# X5 35d -- first tank, really bad mpg?



## tgb1974 (Oct 29, 2012)

I am about 1/2 through my first tank on a new 2012 X5d and, after about 90% true city driving (Chicago), the trip computer is showing about 15.7 mpg. I am not hitting it hard or anything, just a ton of stop-and-go traffic (and yes, I reset the trip computer before I left the dealership). Is this normal or does it get better over time? I am most interested to hear from X5d owners who do mostly city driving. Thanks in advance!


----------



## jfxogara (Oct 26, 2012)

I am new to the BMW diesel thing -- with a 335d. I am amazed by the highway mileage but the mileage in town is not that great.


----------



## chetah45 (Dec 12, 2011)

My GF has an 01 X5 3.0 and in the summertime her mpg's were routinely in the 13's. Your X5d will get better than what you are showing right now. Give it time. Winter time will be your lowest(cold weather/winterized fuel) and summertime will be much better. My 335d has seen a low of 22 and a high of 36+. Just remember the X5 is much heavier and has more drag than a 335d. I did talk to an X5d driver one time and he said he was averaging 19 mpg.


----------



## BB_cuda (Nov 8, 2011)

If you just got the X5, it has to get used to your driving habits. It learns. What the person was saying about winter effects is true too. Comparing the 335D to the X5D mileage is more different than just weight although that is a dominant factor. The gear ratio of a SUV is always set to pull more of a load and thus runs a higher RPM for a given vehicle speed. The all wheel drive aspect also kills mileage but I'm sure you love having that in chicago for winters.

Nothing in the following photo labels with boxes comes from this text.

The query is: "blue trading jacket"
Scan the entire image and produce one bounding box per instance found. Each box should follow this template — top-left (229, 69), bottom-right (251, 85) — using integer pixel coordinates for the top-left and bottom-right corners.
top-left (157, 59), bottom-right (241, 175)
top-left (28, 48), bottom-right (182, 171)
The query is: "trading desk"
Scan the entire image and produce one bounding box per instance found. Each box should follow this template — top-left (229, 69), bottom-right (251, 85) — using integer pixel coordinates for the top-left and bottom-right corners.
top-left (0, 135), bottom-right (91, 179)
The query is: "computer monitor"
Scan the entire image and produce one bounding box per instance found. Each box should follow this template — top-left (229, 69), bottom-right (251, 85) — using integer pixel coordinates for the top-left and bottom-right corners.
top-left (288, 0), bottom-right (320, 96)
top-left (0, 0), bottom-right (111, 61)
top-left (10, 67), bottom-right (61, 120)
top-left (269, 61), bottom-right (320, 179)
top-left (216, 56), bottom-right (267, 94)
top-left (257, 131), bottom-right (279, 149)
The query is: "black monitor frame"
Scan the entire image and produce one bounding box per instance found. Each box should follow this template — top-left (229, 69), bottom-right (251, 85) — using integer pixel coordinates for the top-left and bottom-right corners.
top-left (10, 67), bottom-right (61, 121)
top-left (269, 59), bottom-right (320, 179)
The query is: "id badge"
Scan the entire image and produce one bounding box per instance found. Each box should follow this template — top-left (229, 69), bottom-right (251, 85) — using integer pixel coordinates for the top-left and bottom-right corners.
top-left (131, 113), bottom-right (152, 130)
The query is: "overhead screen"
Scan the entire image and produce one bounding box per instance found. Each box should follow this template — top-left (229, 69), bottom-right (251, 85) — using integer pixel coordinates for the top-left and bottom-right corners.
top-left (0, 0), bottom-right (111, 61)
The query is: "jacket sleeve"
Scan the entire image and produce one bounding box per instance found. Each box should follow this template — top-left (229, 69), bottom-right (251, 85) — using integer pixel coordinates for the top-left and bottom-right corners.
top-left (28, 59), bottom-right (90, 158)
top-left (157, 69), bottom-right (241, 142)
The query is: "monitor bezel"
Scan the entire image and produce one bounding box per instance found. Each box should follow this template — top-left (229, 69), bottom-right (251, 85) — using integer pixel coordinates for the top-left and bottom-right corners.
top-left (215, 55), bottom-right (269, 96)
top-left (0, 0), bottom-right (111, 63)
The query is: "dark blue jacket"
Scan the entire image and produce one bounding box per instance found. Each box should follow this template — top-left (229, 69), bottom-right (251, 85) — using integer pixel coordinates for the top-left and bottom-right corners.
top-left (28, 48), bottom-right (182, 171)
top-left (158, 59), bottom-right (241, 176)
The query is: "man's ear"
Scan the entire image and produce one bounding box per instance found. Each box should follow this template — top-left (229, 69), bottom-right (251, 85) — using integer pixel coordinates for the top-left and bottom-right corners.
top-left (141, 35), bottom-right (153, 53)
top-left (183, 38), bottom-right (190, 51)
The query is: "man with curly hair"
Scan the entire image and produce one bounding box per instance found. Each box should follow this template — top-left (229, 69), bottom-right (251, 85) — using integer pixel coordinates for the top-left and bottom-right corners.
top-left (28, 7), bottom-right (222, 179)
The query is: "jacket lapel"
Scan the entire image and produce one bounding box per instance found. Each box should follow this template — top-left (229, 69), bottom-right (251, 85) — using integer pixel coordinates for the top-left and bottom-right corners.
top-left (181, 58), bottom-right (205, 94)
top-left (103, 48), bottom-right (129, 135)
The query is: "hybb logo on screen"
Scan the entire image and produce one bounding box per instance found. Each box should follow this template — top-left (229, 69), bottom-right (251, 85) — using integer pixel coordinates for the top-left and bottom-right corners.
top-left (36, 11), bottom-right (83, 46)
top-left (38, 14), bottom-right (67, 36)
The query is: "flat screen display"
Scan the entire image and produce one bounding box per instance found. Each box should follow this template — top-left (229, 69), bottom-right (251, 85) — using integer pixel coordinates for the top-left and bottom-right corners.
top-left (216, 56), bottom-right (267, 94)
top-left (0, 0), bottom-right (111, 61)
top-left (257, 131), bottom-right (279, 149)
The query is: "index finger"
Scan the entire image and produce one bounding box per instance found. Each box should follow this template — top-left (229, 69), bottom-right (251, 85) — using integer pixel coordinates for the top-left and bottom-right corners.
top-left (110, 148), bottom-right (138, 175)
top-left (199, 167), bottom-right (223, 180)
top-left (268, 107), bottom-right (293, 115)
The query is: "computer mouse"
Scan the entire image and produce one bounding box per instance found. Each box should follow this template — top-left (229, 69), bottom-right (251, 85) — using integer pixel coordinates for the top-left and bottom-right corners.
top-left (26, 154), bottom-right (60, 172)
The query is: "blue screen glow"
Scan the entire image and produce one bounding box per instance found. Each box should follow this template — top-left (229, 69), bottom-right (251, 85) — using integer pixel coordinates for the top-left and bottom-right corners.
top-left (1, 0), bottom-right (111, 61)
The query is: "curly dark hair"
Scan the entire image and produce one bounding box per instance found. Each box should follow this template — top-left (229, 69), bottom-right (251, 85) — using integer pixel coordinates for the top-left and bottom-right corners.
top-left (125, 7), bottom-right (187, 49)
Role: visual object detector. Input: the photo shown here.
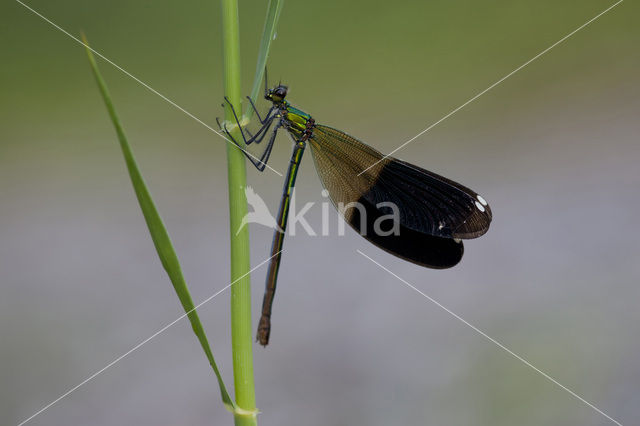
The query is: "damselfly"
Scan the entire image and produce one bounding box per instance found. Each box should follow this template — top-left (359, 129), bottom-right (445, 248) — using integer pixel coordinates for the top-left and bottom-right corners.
top-left (222, 81), bottom-right (492, 346)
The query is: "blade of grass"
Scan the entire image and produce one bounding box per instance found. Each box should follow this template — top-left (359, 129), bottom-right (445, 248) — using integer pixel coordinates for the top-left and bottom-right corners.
top-left (243, 0), bottom-right (284, 121)
top-left (222, 0), bottom-right (257, 426)
top-left (82, 34), bottom-right (237, 411)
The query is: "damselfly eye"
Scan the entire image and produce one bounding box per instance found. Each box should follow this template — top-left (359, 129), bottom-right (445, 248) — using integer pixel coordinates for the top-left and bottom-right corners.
top-left (273, 86), bottom-right (288, 99)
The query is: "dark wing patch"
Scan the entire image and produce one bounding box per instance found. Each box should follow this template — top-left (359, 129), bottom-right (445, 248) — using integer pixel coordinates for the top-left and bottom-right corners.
top-left (309, 125), bottom-right (492, 243)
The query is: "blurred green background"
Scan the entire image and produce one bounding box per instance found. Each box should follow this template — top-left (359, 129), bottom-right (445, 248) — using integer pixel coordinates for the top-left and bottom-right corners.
top-left (0, 0), bottom-right (640, 426)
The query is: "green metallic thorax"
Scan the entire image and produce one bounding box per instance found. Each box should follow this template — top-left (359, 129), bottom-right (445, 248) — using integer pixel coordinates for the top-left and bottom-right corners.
top-left (281, 101), bottom-right (311, 139)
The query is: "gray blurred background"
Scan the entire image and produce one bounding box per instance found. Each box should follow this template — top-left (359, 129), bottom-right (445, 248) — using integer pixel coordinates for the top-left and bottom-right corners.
top-left (0, 0), bottom-right (640, 426)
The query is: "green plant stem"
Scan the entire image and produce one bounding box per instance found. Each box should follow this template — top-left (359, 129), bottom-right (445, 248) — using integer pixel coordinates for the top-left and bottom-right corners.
top-left (222, 0), bottom-right (257, 425)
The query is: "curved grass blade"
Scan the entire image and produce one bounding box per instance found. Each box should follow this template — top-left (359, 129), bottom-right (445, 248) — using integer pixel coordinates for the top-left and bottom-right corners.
top-left (82, 34), bottom-right (237, 411)
top-left (243, 0), bottom-right (284, 121)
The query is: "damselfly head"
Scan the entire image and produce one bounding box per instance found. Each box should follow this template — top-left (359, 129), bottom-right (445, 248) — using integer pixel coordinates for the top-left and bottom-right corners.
top-left (264, 84), bottom-right (289, 104)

My 335D is only running at 21.5 mpg running around my locale. I normally only drive surface streets with max speeds of 45 mph and lots of traffic lights. When out on the road and using cruise, i can acheive 39 to 40 mpg if AC is not being used. It is very speed sensitive though. If i go 70, it is okay. From 75 and higher, mileage starts to drop into the mid 34-35 range. Another factor i have found is use of electrical systems causes a loss in mileage at least ones that use significant amperage. Electric butt warmers, rear window defogger, windshield wipers fall into this territory. I drove a stretch of highway on the way to New Orleans in strong rain showers and got around 32 mpg. Drove the same stretch 2 days later and got 39 mpg in clear weather at same speeds if not faster.


----------



## Flyingman (Sep 13, 2009)

tgb1974 said:


> I am about 1/2 through my first tank on a new 2012 X5d and, after about 90% true city driving (Chicago), the trip computer is showing about 15.7 mpg. I am not hitting it hard or anything, just a ton of stop-and-go traffic (and yes, I reset the trip computer before I left the dealership). Is this normal or does it get better over time? I am most interested to hear from X5d owners who do mostly city driving. Thanks in advance!


Check out Fuelly.com and see what real folks are getting in regards to MPG with their X5ds.

City driving is a definite drag on the MPG. The Diesel engine is best suited for the long haul highway driving.

And 1/2 way through your first tank means you have maybe 200 miles so far. You have a ways to go to get it broken in. I suggest topping it off at the station you most likely expect to use most often, reset your OBC, and start anew. Also, confirm your tire pressure is where you want it. I keep mine on the upper range, i.e. 40/42 psi with super sport non-rft tires.

Enjoy the ride and the torque. The MPG will get there.


----------